Paxil and Suicide
Earlier this month (September 2015), a major medical journal released findings that Paxil (paroxetine) is NOT, in fact, safe for teenagers and can make some teenagers suicidal and likely to harm themselves. This finding on Paxil and suicide among teens is in direct contradiction to the earlier study which concluded the drug was safe to use in children. Ironically, this groundbreaking new study is being released in September which happens to be Suicide Prevention Awareness Month.
The medical journal (BMJ) essentially re-analyzed the original, and controversial, Paxil safety study from 2001. The original study’s findings essentially opened up the floodgates, inviting doctors to write millions of Paxil prescriptions for teenagers. The original 2001 study on Paxil was funded by SmithKline Beecham, now GlaxoSmithKline, which stood to benefit financially if Paxil could be marketed to a wider audience.
Paxil has been at the very center of the “antidepressant wars” since 2000, and there have been concerning reports of thousands of Paxil users committing violent acts and harming themselves. It is difficult to quantify the cause and side effects here given that so many factors may have contributed to this outcome. In other words, many argue that these are troubled kids that were taking Paxil for a reason and may have been predisposed to violence or suicide. However, critics claim that there is an undeniable correlation between the use of Paxil in teens and suicidal thoughts and acts even after accounting for the emotional state of the patients. “Black box” warnings have since been placed on Paxil for over a decade, which has thankfully slowed down usage of Paxil among teens.
Paxil critics claim that serious side effects such as suicidal thinking were downplayed in the original study and categorized generally as “emotional liability”. Also, it has been noted that the original study was “ghost-written” by a consultant on the drug maker’s payroll. Those who reanalyzed the 15 year old study found that the teens on Paxil were no better off than those on the placebo, and that there was actually an increase in suicidal thoughts and behavior within this group.
Recently, an article was published titled, “An Irish Epidemic: Suicide and Homicide and on Antidepressants”. The author writes about her own son who was sad, after breaking up with his girlfriend, and was prescribed a similar anti-depressant (SSRI) to Paxil. 17 days later he killed his ex-girlfriend’s new boyfriend and then himself.
Also, of interest, the FDA has warned that Paxil use during pregnancy “increases the risk for birth defects, particularly heart defects.
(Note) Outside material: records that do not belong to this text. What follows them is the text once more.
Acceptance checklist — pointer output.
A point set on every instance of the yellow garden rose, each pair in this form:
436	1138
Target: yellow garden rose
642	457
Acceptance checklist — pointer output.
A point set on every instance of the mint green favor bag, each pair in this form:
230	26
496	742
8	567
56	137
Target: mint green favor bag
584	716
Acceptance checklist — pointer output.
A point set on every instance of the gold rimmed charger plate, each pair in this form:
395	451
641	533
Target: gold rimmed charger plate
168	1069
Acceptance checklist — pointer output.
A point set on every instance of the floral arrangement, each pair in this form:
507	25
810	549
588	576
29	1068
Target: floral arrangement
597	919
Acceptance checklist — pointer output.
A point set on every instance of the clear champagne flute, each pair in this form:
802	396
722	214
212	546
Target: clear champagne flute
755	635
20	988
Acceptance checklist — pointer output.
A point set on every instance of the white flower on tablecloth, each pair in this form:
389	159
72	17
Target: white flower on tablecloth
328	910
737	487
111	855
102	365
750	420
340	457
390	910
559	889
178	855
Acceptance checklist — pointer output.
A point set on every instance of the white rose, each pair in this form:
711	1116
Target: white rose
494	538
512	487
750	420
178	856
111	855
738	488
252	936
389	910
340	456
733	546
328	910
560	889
The early results of two studies showed that women who took Paxil during the first three months of pregnancy were about one and a half to two times as likely to have a baby with a heart defect.” The FDA has specifically warned that children born to mothers who were taking Paxil during pregnancy were at an increased risk of atrial septal defects (ASD) and ventral septal defects (VSD), holes in the walls of the heart, and persistent pulmonary hypertension of the newborn (PPHN), a circulatory condition that can lead to respiratory failure shortly after birth. GlaxoSmithKline has paid out over $1 billion to settle more than 800 Paxil lawsuits. However, they continue to market and sell Paxil to the public.
Suicide is the third leading cause of death among young people (behind accidents and homicide). This is staggering. If Paxil and other anti-depressants are a part of this tragic statistic, changes must be made.